Silent Servant’s “Speed & Violence” is a murky affair, centred on an oppressively heavy bassline and featuring a cacophony of muffled vocals in the background. Mendez also manages to give a nod to his techno roots via a chilling synth line that rises through the arrangement. “Cut Unconscious” is heavier-sounding, the bass has a brutish, EBM feeling and wave upon wave of dub textures house the honking of car horns and other street sounds.

Ho’s contributions veer more towards new wave than techno; “Divinity” is a low slung, droning groove littered with indistinct vocal outpourings, kettle drums and a grimy bass. “Delays” is more discordant, as screeching white noise is fused with flailing drums to provide a backdrop for more unintelligible vocal meanderings.

Split EP is one of the finest releases in the techno/new wave canon. The only issue this writer has with it is its price, with some stores looking for 23 EUR (approximately £20) for this release. Admittedly, shipping prices from the US have increased and the label always does a fine job with packaging each record, but it does seem on the expensive side.

Finally, there’s a new release from John Heckle on Tabernacle, but with a twist. The Liverpool producer is best known for his raw and slamming interpretations of Chicago house and techno, but these remixes of tracks from last year’s Desolate Figures album push him into different places.

Moon B’s take on “Power of Two” is a psychedelic house jam, taking the dubby beats of ’90s house and infusing them with tripped out blips and the kind of warbling, slightly out of tune synth lines that used to define Dan Curtin’s Metamorphic releases.

Call Super’s version of “Love Lies” is one of the finest pieces of music the Berlin-based producer has made to date, a powerful, surging bass and looped-up synth hooks providing the backdrop for clicking, jittery percussion, jazzy keys and dubby vibes. It sounds like Call Super has taken musical inspiration from the Deepest Shade of Techno compilations and combined it with his own studio wizardry.

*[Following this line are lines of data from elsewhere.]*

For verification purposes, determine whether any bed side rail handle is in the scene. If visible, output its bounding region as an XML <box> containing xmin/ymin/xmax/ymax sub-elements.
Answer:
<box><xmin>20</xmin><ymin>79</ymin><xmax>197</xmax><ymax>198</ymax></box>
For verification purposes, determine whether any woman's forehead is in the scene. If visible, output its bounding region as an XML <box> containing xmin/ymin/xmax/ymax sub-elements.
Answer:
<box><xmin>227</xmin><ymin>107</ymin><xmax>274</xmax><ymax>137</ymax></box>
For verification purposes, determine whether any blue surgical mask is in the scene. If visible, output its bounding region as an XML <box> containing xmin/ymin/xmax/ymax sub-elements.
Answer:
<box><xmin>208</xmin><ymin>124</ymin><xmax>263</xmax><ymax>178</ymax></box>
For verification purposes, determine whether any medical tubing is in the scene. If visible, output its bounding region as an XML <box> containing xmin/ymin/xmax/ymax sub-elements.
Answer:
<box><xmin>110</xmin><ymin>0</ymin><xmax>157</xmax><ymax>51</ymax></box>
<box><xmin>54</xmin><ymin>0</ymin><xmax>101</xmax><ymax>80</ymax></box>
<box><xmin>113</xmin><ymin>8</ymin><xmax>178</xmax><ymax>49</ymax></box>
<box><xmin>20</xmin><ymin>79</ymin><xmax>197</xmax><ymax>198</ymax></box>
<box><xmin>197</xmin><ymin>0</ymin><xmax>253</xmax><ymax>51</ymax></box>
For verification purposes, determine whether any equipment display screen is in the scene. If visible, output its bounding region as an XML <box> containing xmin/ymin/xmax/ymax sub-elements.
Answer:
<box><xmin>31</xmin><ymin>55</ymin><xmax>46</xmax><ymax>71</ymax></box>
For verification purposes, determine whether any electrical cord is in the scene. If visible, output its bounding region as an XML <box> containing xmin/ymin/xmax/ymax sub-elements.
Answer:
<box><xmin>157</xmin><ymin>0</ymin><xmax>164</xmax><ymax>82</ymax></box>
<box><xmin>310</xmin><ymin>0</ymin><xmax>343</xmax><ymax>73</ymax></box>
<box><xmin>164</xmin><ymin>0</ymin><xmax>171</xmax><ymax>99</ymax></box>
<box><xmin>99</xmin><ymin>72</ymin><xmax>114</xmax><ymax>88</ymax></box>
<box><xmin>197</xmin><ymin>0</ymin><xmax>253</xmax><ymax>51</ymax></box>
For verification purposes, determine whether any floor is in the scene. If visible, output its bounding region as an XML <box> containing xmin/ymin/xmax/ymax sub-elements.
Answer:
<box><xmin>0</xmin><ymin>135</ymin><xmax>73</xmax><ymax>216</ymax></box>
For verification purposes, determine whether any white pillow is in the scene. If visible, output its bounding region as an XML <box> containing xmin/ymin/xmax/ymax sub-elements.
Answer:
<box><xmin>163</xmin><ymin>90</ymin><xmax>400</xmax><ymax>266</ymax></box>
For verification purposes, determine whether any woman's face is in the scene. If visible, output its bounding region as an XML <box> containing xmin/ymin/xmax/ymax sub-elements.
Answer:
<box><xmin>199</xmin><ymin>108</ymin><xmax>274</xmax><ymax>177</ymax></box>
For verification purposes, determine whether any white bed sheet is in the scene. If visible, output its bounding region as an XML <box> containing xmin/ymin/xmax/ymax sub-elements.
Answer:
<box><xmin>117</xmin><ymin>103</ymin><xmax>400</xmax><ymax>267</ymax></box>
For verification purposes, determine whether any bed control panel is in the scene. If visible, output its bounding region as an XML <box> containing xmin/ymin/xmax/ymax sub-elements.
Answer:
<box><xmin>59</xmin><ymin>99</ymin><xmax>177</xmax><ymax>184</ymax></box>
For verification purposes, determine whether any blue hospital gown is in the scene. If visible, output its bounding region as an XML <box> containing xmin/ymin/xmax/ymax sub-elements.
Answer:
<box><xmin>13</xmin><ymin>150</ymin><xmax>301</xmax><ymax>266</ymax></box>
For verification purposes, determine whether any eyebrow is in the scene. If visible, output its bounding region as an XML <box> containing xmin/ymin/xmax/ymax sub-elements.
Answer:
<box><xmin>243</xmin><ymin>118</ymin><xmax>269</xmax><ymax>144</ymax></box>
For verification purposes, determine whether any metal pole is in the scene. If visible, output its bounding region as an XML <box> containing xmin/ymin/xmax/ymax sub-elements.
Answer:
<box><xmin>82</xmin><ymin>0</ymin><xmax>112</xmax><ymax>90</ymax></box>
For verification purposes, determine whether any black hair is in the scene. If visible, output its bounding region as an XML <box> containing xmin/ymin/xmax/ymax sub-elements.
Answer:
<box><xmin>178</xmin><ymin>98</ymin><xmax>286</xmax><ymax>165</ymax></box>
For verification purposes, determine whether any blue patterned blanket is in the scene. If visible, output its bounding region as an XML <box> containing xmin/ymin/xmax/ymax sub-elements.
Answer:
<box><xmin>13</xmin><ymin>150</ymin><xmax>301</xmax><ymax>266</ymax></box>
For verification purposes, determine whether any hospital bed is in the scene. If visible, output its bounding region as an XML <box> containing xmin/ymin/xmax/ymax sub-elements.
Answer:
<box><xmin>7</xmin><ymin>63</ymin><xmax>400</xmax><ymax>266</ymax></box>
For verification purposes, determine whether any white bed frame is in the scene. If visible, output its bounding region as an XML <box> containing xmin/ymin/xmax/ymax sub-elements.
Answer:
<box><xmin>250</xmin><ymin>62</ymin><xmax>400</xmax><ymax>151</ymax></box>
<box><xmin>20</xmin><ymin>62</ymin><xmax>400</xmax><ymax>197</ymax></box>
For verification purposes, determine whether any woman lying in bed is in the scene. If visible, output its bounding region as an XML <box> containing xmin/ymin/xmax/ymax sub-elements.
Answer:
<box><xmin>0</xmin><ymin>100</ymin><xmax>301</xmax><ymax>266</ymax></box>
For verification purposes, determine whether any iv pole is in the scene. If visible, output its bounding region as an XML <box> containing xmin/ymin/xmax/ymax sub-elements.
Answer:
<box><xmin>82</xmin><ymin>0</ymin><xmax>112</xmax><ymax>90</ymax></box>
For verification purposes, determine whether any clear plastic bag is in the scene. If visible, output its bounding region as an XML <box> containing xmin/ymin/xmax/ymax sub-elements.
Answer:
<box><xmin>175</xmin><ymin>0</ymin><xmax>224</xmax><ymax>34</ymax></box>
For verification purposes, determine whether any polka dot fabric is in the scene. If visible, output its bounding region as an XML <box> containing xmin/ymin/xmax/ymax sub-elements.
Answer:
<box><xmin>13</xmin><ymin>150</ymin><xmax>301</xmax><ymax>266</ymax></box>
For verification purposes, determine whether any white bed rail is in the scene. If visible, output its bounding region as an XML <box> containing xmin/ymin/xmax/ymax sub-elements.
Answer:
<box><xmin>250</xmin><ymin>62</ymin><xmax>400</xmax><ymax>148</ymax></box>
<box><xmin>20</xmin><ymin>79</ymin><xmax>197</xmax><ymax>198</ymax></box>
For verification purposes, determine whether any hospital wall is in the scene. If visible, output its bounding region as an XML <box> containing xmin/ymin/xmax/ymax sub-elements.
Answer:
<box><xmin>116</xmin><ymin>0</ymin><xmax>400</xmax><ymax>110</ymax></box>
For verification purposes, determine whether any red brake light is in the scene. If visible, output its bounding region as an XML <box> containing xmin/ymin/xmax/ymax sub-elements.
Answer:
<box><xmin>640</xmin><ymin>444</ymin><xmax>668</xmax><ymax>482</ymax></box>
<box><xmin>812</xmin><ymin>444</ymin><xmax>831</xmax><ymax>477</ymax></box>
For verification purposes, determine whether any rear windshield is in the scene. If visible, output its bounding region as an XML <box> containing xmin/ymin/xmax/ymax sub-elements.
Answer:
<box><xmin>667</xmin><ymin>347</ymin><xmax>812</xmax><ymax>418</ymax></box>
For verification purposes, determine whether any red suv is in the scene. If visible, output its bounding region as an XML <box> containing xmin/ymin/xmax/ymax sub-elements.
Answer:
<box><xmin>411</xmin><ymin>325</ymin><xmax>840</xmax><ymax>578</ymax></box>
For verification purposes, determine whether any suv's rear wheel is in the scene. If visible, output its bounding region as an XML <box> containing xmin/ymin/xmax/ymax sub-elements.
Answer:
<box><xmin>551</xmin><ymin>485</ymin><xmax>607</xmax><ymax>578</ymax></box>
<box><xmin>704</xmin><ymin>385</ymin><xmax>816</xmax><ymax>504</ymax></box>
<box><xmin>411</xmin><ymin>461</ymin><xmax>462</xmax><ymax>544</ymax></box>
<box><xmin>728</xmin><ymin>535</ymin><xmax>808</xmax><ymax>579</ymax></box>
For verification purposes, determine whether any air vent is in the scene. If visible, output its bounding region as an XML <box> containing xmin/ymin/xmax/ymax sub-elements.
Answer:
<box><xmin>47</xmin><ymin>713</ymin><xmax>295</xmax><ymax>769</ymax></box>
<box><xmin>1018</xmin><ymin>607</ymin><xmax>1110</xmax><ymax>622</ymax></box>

Finally, “Inhuman Nature” is transformed by Giallo Disco producer Vercetti Technicolor. Sweeping, dramatic synths and cymbal crashes provide an over the top intro. From there on in, eerie chants, a pulsing bass and tough kick drums see Heckle’s track turned into a hybrid of Carpenter soundtracks at their most dystopian and an oppressively heavy disco groove.

It’s not what you might expect from John Heckle, but then again, what’s in a name?